A new report highlights the unique ways in which lesbian, gay, bisexual, and transgender (LGBT) elders are harmed by a growing number of laws and policies aimed at exempting religious organizations and individuals from following nondiscrimination and civil rights laws and policies.
The Movement Advancement Project (MAP), the Public Rights/Private Conscience Project (PRPCP) at Columbia Law School, and SAGE, the nation’s largest and oldest organization dedicated to improving the lives of LGBT elders, released the report, Dignity Denied: Religious Exemptions and LGBT Elder Services.
By 2050, the number of people older than 65 will double to 83.7 million, and there are currently more than 2.7 million LGBT adults who are 50 years or older living across the country. LGBT elders face unique challenges to successful aging stemming from current and past structural and legal discrimination because of their sexual orientation, their gender identity, their age, and other factors like race. These risk factors are exacerbated by recent efforts at the local, state, and federal levels to allow those with religious or moral objections to be exempt from non-discrimination laws, leaving LGBT older adults vulnerable to increased risk for discrimination and mistreatment.
According to the report, religiously affiliated organizations provide a majority of the services LGBT elders rely on for their most basic needs. LGBT older adults, like many older Americans in the United States, access a network of service providers for health care, community programming and congregate meals, food and income assistance, and housing, ranging from independent living to skilled in-home nursing. Approximately 85 percent of nonprofit continuing-care retirement communities are affiliated with a religion. Religiously affiliated facilities also provide the greatest number of affordable housing units that serve low-income seniors. Finally, 14 percent of hospitals in the United States are religiously affiliated, accounting for 17 percent of all the country’s hospital beds.
While many of these facilities provide quality care for millions of older adults, there exists a coordinated nationwide effort to pass religious exemption laws and policies, and file lawsuits that would allow individuals, businesses, and even government contractors and grantees to use religion as a basis for discriminating against a range of communities, including LGBT elders.
Dignity Denied: Religious Exemptions and LGBT Elder Services outlines myriad federal and state efforts to allow individuals, businesses, and organizations to opt out of following nondiscrimination laws as long as they cite a religious objection. While most providers will do the right thing when it comes to serving their clients, some will only do so when required by law. The report concludes that because so many service providers are religiously affiliated, these laws pose a considerable threat to the health and well-being of LGBT older adults.

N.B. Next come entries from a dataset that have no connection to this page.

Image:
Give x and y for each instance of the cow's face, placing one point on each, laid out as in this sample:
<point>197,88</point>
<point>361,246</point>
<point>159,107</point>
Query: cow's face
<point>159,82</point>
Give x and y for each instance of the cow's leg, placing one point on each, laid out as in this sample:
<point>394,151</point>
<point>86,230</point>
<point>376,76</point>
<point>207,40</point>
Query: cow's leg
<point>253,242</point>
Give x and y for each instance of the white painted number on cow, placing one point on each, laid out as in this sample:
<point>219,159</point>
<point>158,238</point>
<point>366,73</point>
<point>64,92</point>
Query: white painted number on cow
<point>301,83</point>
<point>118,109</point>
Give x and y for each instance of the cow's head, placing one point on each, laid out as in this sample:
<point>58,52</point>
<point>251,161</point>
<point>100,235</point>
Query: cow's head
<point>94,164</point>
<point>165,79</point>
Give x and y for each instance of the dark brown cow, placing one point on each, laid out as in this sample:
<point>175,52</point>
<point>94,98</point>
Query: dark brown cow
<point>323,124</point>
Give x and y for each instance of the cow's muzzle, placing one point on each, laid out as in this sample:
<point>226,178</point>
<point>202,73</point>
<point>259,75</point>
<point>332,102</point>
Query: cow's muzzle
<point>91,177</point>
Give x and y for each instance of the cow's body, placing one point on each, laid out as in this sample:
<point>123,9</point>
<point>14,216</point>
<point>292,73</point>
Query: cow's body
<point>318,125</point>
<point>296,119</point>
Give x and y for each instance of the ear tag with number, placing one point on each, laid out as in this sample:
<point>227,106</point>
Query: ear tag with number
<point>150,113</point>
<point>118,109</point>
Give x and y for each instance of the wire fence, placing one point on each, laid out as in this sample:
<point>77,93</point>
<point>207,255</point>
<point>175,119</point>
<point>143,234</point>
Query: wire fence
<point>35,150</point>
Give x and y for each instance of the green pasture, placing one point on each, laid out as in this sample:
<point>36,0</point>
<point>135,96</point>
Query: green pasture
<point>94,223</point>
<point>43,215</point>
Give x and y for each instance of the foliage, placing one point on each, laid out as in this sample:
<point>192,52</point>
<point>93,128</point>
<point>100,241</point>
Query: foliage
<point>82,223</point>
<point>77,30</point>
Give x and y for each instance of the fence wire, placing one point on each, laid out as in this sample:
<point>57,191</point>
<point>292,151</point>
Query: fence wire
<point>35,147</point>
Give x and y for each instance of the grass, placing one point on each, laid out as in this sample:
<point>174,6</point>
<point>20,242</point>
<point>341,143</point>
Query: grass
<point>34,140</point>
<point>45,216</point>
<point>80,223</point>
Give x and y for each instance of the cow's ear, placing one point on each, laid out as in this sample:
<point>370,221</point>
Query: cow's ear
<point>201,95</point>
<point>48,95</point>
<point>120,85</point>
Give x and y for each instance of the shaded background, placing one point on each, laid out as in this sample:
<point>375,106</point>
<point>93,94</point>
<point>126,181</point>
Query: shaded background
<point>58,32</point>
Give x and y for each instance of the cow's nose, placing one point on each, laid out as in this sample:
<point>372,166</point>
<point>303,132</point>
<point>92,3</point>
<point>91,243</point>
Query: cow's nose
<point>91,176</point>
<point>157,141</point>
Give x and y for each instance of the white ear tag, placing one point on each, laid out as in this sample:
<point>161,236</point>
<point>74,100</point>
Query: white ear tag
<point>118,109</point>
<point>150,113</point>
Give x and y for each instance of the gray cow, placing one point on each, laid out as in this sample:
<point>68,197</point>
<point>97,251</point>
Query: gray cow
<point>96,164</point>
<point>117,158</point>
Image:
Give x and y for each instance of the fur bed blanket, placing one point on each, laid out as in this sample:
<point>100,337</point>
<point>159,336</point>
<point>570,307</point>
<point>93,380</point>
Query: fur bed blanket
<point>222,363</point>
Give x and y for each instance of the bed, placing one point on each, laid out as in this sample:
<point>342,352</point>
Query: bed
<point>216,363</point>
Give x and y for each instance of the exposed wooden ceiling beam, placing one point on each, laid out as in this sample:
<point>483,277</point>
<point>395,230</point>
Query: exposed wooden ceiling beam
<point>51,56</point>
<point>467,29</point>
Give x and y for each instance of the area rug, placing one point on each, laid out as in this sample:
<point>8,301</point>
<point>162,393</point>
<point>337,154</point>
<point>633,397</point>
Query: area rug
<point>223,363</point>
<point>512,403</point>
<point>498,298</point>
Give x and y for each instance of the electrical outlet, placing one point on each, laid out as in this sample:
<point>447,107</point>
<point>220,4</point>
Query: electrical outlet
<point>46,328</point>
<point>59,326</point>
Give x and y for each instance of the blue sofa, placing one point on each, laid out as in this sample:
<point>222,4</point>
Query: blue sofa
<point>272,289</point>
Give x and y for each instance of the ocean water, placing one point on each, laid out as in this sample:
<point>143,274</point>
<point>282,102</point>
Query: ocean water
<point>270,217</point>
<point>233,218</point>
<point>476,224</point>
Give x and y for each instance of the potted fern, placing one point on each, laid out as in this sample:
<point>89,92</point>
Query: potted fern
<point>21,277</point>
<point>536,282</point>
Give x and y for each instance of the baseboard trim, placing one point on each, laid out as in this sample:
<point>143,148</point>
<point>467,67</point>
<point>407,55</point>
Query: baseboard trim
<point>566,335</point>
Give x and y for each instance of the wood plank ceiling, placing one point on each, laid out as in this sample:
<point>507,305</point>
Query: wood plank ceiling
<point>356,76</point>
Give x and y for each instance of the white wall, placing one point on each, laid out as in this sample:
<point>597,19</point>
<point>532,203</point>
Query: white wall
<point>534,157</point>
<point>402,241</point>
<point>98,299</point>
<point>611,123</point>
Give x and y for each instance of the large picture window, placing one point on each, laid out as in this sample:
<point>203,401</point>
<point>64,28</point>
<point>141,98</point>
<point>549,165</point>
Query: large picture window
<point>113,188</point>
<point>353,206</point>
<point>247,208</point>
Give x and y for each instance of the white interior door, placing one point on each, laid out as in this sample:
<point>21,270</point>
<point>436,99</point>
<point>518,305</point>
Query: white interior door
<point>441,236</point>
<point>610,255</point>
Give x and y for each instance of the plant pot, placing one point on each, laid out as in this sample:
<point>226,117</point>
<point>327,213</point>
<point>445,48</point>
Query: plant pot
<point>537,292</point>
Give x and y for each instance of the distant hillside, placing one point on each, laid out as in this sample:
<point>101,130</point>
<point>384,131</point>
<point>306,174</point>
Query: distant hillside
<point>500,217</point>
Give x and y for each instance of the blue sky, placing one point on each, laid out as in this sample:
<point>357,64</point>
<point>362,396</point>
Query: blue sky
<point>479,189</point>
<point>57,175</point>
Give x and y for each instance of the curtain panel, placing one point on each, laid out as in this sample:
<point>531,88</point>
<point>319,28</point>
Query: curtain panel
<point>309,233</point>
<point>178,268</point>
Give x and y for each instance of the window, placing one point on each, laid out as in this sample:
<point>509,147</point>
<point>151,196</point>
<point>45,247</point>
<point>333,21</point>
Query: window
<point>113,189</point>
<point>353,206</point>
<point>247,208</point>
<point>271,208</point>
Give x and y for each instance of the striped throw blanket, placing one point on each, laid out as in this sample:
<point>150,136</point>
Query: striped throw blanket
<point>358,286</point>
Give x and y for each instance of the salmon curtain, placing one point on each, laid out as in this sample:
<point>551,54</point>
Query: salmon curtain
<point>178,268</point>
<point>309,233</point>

“This report and the amicus brief SAGE filed in the Masterpiece Cake case clearly demonstrate that personal religious beliefs should never be a license to discriminate against LGBT people or anybody else,” said Michael Adams, CEO of SAGE. “We must not allow the door of a nursing home or other critical care provider to slam in LGBT elders’ faces just because of who they are and whom they love.”
“The many LGBT elders who are adherents of faith-based traditions themselves suffer a special indignity when they are forced to seek care in settings that deny the dignity of both their LGBT identity and their faith-based beliefs,” said Katherine Franke, Sulzbacher Professor of Law, Gender and Sexuality Studies, and faculty director of PRPCP at Columbia University.
“Imagine how much harder it would be to reach out for help if you knew the organizations that were supposed to help you could legally reject you, and the government would back them up,” said Ineke Mushovic, executive director of MAP.